Вы здесь

Правила жизни, или Дорогу авантюристам. Один год – 365 дней – 8760 часов (И. В. Трофимова, 2015)

Один год – 365 дней – 8760 часов

Утром глаза настолько опухли, покраснели, что Вере пришлось обращаться в медпункт. Там ей прописали мазь, закапали капли. Медсестра оказалась очень «доброй» женщиной. В ожидании врача, она рассказала Вере жуткую историю о какой-то знакомой, у которой вот так же однажды заболели глаза, и потом выпали все ресницы. Вера поняла, что со слезами надо заканчивать. Надо идти вперед.

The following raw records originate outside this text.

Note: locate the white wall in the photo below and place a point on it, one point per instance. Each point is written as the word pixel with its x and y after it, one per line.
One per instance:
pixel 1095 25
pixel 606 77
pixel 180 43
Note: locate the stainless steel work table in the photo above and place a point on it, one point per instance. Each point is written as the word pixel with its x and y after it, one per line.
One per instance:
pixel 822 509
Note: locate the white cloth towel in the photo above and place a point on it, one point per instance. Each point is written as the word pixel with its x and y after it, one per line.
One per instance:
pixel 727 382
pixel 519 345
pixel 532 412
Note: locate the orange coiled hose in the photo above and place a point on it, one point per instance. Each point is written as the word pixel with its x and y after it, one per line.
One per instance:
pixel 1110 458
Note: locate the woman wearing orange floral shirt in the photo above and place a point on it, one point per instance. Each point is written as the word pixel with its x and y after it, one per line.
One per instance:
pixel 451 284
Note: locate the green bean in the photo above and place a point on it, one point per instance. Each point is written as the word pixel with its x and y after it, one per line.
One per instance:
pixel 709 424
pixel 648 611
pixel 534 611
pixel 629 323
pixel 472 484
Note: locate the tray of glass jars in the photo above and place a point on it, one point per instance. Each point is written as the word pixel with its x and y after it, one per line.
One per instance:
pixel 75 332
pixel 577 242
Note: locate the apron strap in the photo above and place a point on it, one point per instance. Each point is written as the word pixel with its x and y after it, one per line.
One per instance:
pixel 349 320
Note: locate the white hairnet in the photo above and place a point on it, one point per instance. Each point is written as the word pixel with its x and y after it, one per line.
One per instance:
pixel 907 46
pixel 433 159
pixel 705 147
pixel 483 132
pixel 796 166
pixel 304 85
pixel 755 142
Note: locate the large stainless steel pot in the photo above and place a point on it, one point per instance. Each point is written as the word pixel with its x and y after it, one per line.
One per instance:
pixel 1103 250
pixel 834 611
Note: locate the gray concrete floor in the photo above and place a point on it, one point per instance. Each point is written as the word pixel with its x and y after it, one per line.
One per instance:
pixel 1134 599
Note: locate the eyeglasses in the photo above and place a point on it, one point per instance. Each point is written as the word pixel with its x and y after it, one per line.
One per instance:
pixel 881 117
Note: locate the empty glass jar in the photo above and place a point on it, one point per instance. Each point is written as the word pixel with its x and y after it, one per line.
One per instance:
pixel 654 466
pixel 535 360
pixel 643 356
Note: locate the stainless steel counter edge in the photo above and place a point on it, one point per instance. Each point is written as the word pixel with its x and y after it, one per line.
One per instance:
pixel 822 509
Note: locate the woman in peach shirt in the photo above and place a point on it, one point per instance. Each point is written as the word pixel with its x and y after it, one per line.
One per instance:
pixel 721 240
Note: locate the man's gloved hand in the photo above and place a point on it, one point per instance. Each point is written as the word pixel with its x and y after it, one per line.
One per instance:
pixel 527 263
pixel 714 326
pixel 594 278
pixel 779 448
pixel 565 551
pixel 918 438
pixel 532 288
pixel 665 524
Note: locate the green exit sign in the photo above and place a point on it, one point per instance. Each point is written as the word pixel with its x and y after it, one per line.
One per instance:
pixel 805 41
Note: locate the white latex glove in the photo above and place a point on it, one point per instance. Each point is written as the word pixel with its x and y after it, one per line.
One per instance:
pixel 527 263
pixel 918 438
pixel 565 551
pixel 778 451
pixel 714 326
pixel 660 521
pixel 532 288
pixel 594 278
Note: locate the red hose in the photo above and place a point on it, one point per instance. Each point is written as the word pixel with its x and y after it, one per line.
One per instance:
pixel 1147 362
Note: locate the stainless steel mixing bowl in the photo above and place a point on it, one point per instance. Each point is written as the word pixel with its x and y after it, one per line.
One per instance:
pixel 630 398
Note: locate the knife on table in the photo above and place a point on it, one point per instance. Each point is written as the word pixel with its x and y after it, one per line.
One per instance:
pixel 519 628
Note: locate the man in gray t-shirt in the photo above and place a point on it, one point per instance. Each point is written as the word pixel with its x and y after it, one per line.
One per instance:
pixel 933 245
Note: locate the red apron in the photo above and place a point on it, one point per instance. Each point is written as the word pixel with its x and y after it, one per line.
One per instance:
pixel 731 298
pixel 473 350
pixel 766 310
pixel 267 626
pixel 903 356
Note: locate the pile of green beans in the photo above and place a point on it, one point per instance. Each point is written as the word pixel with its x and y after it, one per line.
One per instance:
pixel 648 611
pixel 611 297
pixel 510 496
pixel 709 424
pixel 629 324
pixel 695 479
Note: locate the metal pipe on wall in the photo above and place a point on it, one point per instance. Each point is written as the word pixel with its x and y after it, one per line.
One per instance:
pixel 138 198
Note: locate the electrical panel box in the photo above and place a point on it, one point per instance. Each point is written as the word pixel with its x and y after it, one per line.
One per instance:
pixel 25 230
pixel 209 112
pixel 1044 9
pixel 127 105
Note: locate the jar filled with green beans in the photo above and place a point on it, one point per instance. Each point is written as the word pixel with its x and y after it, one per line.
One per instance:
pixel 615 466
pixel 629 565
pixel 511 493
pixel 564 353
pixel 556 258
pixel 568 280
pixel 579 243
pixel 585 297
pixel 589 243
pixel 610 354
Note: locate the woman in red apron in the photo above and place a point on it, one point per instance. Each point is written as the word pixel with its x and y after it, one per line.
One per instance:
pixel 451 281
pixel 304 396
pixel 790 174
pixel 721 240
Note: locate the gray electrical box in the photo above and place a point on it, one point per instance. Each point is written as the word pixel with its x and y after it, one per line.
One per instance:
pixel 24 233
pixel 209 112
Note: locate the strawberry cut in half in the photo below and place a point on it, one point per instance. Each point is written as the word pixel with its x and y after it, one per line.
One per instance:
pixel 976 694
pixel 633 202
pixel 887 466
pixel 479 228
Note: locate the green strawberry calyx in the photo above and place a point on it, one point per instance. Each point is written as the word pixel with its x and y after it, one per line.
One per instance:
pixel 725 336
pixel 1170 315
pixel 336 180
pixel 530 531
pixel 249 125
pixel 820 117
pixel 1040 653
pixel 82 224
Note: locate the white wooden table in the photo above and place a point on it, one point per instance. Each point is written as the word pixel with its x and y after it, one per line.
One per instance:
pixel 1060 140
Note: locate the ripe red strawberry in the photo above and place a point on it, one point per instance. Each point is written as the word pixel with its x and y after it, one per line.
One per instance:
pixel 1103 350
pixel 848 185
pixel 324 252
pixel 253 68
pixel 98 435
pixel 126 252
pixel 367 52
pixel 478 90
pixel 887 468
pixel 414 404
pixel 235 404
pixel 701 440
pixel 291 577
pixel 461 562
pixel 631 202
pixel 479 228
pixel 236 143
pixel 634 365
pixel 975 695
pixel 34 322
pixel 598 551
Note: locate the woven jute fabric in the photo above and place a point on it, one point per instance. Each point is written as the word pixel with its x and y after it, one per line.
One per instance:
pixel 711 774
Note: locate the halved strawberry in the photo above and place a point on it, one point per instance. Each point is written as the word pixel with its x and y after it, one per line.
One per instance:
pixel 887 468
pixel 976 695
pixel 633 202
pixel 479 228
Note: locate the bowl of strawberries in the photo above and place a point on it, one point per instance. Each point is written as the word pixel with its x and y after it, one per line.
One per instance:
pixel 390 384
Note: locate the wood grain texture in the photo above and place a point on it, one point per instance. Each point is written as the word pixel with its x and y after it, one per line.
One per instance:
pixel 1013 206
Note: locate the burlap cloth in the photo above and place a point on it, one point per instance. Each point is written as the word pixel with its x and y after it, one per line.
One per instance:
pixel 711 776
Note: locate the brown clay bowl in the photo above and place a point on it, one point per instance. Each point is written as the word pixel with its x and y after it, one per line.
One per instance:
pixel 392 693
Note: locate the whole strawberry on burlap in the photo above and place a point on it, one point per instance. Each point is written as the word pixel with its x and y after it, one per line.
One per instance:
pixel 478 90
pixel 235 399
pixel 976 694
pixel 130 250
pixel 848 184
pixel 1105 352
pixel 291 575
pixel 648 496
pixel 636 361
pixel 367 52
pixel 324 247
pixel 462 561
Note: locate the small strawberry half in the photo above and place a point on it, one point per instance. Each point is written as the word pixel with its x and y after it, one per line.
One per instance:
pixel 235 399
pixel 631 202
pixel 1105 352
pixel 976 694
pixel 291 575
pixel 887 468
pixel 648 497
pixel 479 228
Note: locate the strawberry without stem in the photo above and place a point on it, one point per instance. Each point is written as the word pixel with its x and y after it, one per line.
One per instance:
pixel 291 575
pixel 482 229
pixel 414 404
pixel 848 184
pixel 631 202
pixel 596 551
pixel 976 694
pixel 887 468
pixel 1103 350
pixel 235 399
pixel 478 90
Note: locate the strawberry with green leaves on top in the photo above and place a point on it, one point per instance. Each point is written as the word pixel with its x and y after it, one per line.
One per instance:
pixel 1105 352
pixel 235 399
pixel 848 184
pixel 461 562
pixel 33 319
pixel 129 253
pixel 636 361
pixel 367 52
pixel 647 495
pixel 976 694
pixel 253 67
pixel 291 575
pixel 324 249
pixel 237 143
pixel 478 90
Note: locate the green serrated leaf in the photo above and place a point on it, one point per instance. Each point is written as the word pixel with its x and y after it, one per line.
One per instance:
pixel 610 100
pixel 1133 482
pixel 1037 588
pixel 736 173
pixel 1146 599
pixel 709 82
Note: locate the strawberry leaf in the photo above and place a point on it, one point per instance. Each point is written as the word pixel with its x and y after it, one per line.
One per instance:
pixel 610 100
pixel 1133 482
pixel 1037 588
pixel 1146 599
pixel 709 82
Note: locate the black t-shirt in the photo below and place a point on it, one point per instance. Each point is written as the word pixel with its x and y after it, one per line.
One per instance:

Работа поглотила ее целиком. Вера приходила домой только поесть и поспать. По возможности выходила работать в выходные. Оставаться на выходные в общежитии было невыносимо.

Через месяц пришло первое письмо от Антона. Оказалось, что он успел заболеть воспалением легких, полежал в лазарете, а теперь уже его перевели из учебки на космодром Плесецк. И все самое плохое позади. Просил выслать какие-то тряпочки для воротничков, пасту для чистки бляшки на ремне, чистые конверты, что-то сладкое. Вера на следующий же день отправила посылку и стала готовиться к поездке.

Добираться пришлось с пересадкой, прямого поезда до Плесецка не было. Но это была не проблема. К родителям в Иваново они тоже всегда ездили с пересадкой. Вера собрала такую огромную сумку, что еле могла ее поднять. Наварила курицы, картошки, все это в кастрюлях поставила на дно, испекла любимых Антошиных творожников, купила печенья, упаковала варенье, сгущенку. Плюс примерно десяток пунктов из письма.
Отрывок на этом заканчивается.